After that, the following script can be used to train the Espresso models, given the aforementioned training images.
./train_clip_models.shThe stable-diffusion/generate_imgs.sh file can then be invoked for the testing prompts, setting each input prompt file accordingly. Once again, the directory stable-diffusion/assets/eval_prompts contains the evaluation prompts.

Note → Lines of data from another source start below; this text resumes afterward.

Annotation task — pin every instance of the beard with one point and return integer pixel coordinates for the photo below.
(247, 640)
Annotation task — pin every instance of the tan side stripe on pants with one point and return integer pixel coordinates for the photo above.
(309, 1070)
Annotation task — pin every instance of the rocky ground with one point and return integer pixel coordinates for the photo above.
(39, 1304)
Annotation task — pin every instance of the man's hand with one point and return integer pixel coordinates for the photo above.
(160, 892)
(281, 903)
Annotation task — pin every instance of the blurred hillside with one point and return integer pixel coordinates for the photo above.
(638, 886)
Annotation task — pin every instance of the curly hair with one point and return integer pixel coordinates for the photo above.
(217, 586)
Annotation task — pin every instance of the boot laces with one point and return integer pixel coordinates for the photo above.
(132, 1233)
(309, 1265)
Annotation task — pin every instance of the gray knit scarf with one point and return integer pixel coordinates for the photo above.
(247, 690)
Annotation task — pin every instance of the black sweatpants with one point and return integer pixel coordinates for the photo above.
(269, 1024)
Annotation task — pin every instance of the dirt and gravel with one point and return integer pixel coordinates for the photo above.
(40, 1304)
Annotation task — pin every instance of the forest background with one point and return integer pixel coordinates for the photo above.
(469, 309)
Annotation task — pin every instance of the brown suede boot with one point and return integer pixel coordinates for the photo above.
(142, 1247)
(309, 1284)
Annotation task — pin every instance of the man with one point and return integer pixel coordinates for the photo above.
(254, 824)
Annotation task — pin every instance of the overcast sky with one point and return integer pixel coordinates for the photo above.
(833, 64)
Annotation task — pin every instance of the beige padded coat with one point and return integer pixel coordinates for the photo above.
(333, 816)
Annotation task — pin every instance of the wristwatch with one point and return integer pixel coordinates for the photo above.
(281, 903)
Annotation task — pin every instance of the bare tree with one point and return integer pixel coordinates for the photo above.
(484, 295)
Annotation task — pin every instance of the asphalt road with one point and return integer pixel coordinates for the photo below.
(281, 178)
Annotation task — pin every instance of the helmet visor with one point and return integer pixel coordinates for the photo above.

In order to run the robustness tests, please run the desired attack in the attacks/ directory. The resulting adversarial prompt files can be used in the scripts provided in pez_based_attacks/ to generate the adversarial images. Each CRT has a folder called pez_based_attacks/ which contains scripts to run generation for each attacks' adversarial prompt files.
Use the test data in order to generate the adversarial prompts/images.
Note: For the typographic attack, stable-diffusion/scripts/typographic_attack.sh needs to be run first, in order to generate the images required for this attack.